Educação positiva

Inspire-se nestes doze princípios básicos para educar o seu filho com carinho e firmeza

Ser exemplar na educação dos meus filhos! Provavelmente, este sempre foi, é e continuará a ser o desejo de qualquer pai ou mãe.

Possível de realizar? Com certeza que sim. Fácil? Se calhar não. É que isto das relações entre pais e filhos tem muito o que se lhe diga.

Aliás, talvez por isso, este tema seja tão recorrentemente debatido, estudado e alvo de dissertações por parte de terapeutas familiares e de outros profissionais. Bem a propósito, diretamente do outro lado do Atlântico (e ainda com cheiro a novo!), chegou-nos à redação um manual elaborado por Lídia Weber, psicóloga brasileira que há muito trabalha a interação entre pais e filhos.

«Eduque com carinho» desdobra-se em dois livros que se complementam, um para pais, e outro para filhos. «Não há um manual da perfeição, mas atualmente existem respostas claras e precisas sobre como a criança aprende a comportar-se e o que é importante para o desenvolvimento infantil nas interações entre filhos e pais», explica a psicóloga, defendendo que o exercício da educação deve ser uma parceria entre os dois polos.

A obra didática de Lídia Weber sobre a psicologia familiar pretende guiar os pais para que sejam mais seguros e participativos e, assim, ajudarem os filhos a tornarem-se responsáveis, autónomos, competentes, autoconfiantes e afetivos. Despertámos-lhe a curiosidade? Então venha daí conhecer os segredos de uma educação positiva.

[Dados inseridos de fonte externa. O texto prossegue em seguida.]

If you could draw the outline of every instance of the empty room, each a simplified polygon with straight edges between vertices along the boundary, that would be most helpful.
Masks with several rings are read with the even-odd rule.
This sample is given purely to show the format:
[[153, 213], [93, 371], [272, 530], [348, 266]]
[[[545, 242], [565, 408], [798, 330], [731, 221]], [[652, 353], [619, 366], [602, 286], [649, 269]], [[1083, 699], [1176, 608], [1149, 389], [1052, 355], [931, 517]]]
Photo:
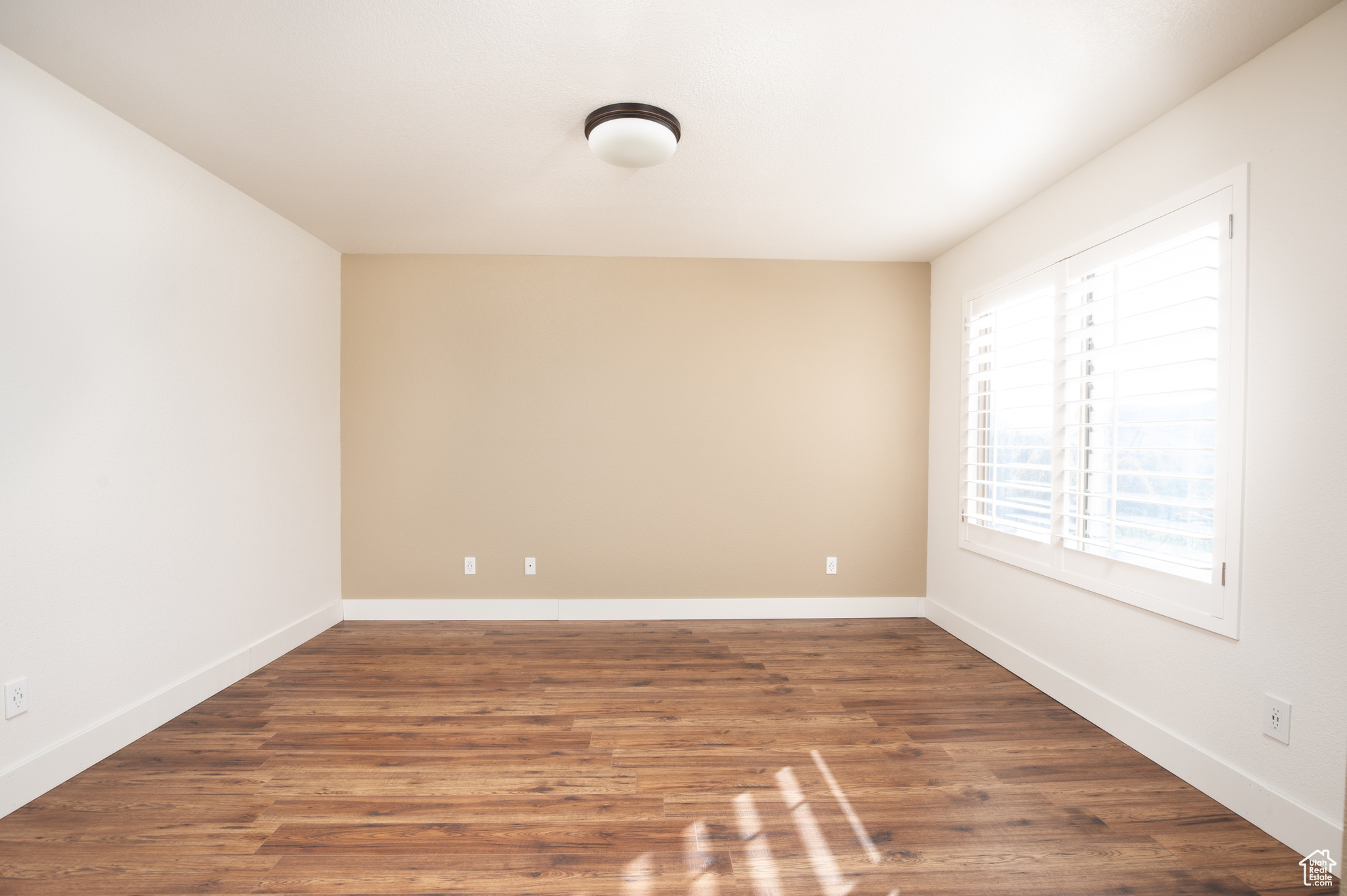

Doze princípios para uma educação positiva:

1. Amor incondicional

«Quanto mais amada uma criança se sente, melhor ela aceita as regras e desenvolve amor e compaixão pelos outros», revela Lídia Weber. Por isso, ame o seu filho pelo que ele é e não pelo que ele faz. É fundamental fortalecer a autoestima e a capacidade de resiliência da criança.

«O relacionamento é um organismo com vida, portanto, é preciso alimentá-lo, acalentá-lo, fornecer energia, todos os dias», aconselha a psicóloga. Lembre-se que o seu filho é único e especial e não deve ser comparado com os outros.

2. Conhecer os princípios do comportamento

Lídia Weber afirma que «um mesmo tipo de comportamento pode ter diferentes motivações e consequências em diferentes momentos». Logo, é preciso perceber por que razão uma criança se comporta de maneira errada. «Não ceda e nunca recompense um comportamento negativo como a birra, a manipulação, os gritos, a agressão. Descreva o que o seu filho faz em termos de comportamentos (quando, onde, como, de que maneira) e não de rótulos de personalidade», adverte.